I've recently been making good progress on my small Mordheim board, and I hope to post more on that soon.  In the meantime, I wanted to get some bases that matched up well with the flagstone texture on my board.  I'm getting sick of all my minis standing on bases coated in sand.  

Having looked at some of the great resin bases on the market, I found three problems.  First, the bases are expensive and I am cheap.  Second. they don't really match up well with the particular pattern on my board.  Third, I couldn't find any slotta base styles and I didn't want to cut off the mini tabs. 

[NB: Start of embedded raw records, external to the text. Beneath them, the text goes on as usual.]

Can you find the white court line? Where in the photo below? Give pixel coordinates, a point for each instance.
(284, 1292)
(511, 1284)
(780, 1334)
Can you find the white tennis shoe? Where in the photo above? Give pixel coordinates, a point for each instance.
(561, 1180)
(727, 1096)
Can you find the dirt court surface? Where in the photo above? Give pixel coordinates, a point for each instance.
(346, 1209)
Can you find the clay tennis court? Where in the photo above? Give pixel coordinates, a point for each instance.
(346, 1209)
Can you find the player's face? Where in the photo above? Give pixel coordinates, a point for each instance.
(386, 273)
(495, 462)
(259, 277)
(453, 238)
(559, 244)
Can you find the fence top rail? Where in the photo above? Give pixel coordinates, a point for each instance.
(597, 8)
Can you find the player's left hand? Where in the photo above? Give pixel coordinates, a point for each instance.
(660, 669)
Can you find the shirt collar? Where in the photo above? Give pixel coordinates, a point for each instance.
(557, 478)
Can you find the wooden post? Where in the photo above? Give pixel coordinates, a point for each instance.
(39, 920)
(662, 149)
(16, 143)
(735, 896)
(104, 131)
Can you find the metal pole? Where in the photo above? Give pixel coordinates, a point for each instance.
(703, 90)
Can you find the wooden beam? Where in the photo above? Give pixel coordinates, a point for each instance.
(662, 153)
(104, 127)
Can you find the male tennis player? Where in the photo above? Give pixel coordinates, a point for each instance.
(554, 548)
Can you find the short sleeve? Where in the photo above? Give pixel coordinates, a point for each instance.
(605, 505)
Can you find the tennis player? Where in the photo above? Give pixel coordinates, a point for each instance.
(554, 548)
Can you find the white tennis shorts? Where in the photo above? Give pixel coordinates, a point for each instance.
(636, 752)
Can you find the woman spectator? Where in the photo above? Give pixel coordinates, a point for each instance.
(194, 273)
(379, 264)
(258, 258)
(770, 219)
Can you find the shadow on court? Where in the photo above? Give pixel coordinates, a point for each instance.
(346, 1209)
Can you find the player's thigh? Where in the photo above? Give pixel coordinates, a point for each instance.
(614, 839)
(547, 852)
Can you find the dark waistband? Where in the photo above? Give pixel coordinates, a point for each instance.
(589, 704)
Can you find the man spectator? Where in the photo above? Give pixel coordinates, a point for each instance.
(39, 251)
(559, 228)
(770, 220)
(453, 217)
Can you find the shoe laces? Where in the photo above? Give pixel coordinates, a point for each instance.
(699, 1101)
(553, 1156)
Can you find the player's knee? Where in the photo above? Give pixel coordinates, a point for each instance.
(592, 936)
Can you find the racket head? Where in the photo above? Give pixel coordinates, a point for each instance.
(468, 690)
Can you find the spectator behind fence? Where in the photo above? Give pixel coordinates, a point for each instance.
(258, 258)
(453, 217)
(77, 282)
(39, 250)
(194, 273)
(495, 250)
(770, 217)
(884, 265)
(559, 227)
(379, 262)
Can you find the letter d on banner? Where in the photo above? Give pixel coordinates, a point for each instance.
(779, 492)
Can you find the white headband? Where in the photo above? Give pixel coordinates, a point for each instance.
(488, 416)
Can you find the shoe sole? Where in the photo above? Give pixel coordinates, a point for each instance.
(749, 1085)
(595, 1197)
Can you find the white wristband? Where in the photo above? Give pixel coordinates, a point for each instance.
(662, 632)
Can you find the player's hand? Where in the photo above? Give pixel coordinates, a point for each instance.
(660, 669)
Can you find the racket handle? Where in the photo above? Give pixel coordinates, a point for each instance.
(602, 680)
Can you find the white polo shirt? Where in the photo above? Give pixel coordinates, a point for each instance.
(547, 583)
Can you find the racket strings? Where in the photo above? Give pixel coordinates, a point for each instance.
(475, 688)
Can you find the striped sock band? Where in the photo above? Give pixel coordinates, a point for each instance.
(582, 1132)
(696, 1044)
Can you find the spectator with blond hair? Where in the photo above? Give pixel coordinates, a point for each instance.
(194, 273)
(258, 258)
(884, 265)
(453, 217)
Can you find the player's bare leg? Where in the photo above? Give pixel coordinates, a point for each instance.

So, I decided to home-brew my own bases with stuff I had on hand.  I used a spackle/glue mix on my Mordheim buildings to replicate stucco and I decided to do something similar on the bases.  Like home-brewing beer, results were mixed, so consider this a bit of an experiment.  I'll try to point out some of the mistakes I made, so you can avoid them!

Here's the "ingredients":

Bases of your choosing.  I needed to complete eight 25mm square bases. 
Very fine sand.
White Glue
Throw away cup.
You'll also need some water and, if you want, cheap acrylic craft paint to color the mixture.  And now, the recipe:
Dollop of spackle.  You don't need much, as you'll be spreading it thin.  I used a spackle knife for mixing and spreading. 
Add some glue, about half the amount of the spackle.  If you've done any work around the house, you know spackle sands and cracks very easily - adding the glue makes it rock hard, more like cement.
Add in a bit of water (and, if you want to tint the mix, some paint) and then the sand, and start mixing it until . . . 
it has a smooth, spreadable consistency, but not runny.  You can see it sticking to the knife, like creamy peanut butter.
Spread it on the bases, trying to get a thickness of about 1/8 of an inch.  Then clean up the sides of the bases.  Best to do this while the bases are drying.
While the stuff dried, I poked through the slotta area to clear it out a bit.  Here's where I made a mistake in not cleaning it out enough.  Once the spackle/glue mix dries, it's very hard to get out of the slot.  And if the slot isn't clear, the tabs have a tough time fitting it.  I recommend you clear the slots very well with something like a popsicle stick or piece of thick cardboard, before it dries.
I left the bases to dry overnight.  Next morning, I finished cleaning up the sides of the bases with the back edge of an exacto knife.
Clean out whatever material is left in the slots (here I'm using a flathead screwdriver, and I also used a file).  Hopefully, you'll follow my prior advice and will have less work to do on this than I did.   
Using a flat edge file, grind a straight line into the base, to create the flagstone work. 
Then use a worn out exacto blade to scrape some small cracks into the base, keeping the lines thiner than the main flagstone separation lines.  
Painted up.  The bases took paint very well, though I rushed the dry brushing stages, as I was too excited!
I was a bit worried that the tops of the tabs would show, but I just painted them blackish grey and they blended in fine with the rest of the bases.
My original concern was that the spackle/glue mix wouldn't hold to the bases.  Turned out that my concern should have been cleaning the bases before they dried, as the dried mix is tough to get off.  Also, when I inserted some of the tabs into the bases before they were clear, the base bent a bit.  Again, keep those slots clear!

The glue/spackle mix is really great for terrain building, and I enjoyed using the same technique on bases. 

Thanks for stopping by, and let me know if you give this a try!